Nothing beats a meaty pasta dish to warm you up from the inside. But, if you want to reduce your red meat intake and add something extra, think mushrooms. It adds an umami flavour to the beef with a lot less fat and sodium than the full meat version.
You’ll need: 30ml olive oil; 1 onion, peeled & chopped; 1 carrot, peeled & chopped; 2 cloves garlic, finely chopped; 4 sprigs thyme, woody stalks removed; 250g beef mince; 250g button mushrooms, sliced; 1 can chopped tomatoes; 1 cup beef stock; 5ml sugar; 5ml smoked paprika; salt & pepper to taste; freshly cooked pasta (like spaghetti), to serve; fresh basil leaves and grated parmesan cheese, for serving
Heat the oil in a medium pot, then add the onion and carrot. Fry over medium-high heat until soft but not brown yet. Add the garlic and fry for another minute.

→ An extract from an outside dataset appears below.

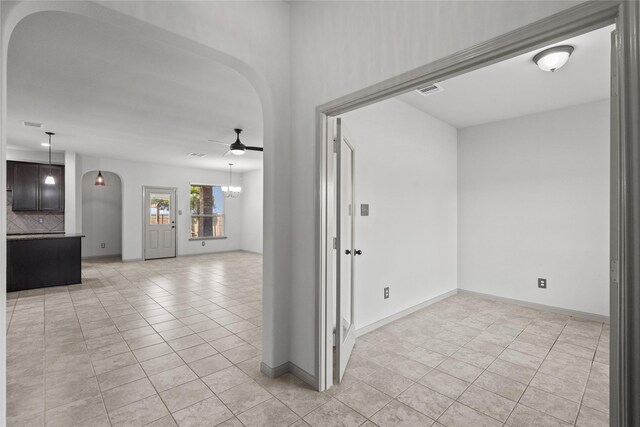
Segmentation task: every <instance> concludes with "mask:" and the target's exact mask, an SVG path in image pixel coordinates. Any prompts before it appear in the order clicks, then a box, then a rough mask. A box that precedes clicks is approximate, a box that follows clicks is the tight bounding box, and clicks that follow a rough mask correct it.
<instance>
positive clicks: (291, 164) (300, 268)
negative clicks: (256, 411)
mask: <svg viewBox="0 0 640 427" xmlns="http://www.w3.org/2000/svg"><path fill="white" fill-rule="evenodd" d="M577 3H578V2H570V1H542V2H541V1H518V2H509V1H496V2H486V1H455V2H452V1H428V2H426V1H425V2H410V1H408V2H404V1H397V2H349V1H336V2H319V1H318V2H290V5H291V64H292V65H291V128H292V131H291V135H290V141H291V150H292V158H291V160H290V162H291V163H290V165H286V166H285V167H284V168H283V169H282V173H283V174H290V179H291V183H292V184H291V185H292V186H293V187H292V192H291V210H292V213H293V214H292V218H291V226H290V231H289V236H291V237H290V247H291V252H290V254H291V256H290V259H289V260H288V262H289V264H290V266H291V269H292V271H291V277H290V279H289V286H283V289H282V290H281V291H282V292H283V293H284V292H288V293H289V294H290V295H291V296H290V298H291V303H290V305H289V309H290V310H291V314H290V319H289V324H290V340H289V342H290V346H289V351H290V354H289V360H291V361H292V362H293V363H295V364H296V365H298V366H299V367H301V368H303V369H305V370H307V371H308V372H311V373H313V372H314V371H315V366H316V365H315V362H316V360H317V342H318V339H317V334H316V331H317V328H316V318H315V317H314V316H313V315H312V313H314V312H315V310H316V304H317V299H316V295H317V288H316V285H317V277H316V276H315V274H314V271H315V264H316V262H317V260H318V259H319V247H320V246H319V245H320V243H319V242H318V241H317V240H316V238H315V236H316V234H315V230H316V227H317V223H318V221H319V213H318V212H317V205H316V198H317V190H316V186H315V183H316V180H317V176H318V169H317V166H316V165H317V164H319V159H318V158H317V150H316V146H315V130H316V127H315V126H316V116H315V114H316V113H315V111H316V110H315V109H316V107H317V106H319V105H321V104H323V103H325V102H328V101H331V100H333V99H336V98H338V97H340V96H343V95H347V94H349V93H351V92H354V91H356V90H358V89H362V88H364V87H366V86H368V85H372V84H375V83H378V82H380V81H382V80H384V79H386V78H391V77H393V76H396V75H398V74H400V73H402V72H405V71H409V70H411V69H413V68H415V67H418V66H420V65H424V64H428V63H430V62H432V61H434V60H436V59H438V58H442V57H444V56H446V55H449V54H452V53H455V52H457V51H459V50H461V49H464V48H466V47H470V46H474V45H476V44H478V43H480V42H482V41H485V40H489V39H490V38H492V37H495V36H498V35H500V34H504V33H506V32H508V31H511V30H514V29H516V28H519V27H522V26H524V25H526V24H529V23H531V22H534V21H536V20H538V19H541V18H544V17H546V16H549V15H552V14H554V13H556V12H559V11H560V10H563V9H567V8H569V7H571V6H574V5H575V4H577ZM267 167H268V165H265V168H267ZM267 191H268V188H267ZM275 238H276V239H277V240H278V241H279V242H280V241H282V240H284V239H285V237H284V236H275ZM281 239H282V240H281Z"/></svg>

Add the mince and mushrooms and fry, breaking up lumps with your wooden spoon. Fry until the mixture starts to catch on the bottom – about 10-15 minutes, then add the tomatoes, stock, sugar, paprika and stir well. Season with salt & pepper, then cover and simmer over low heat for at least 30 minutes (or up to 2 hours), stirring now and then.
Taste and adjust seasoning if needed. Serve hot over freshly cooked pasta, scattered with fresh basil and parmesan cheese.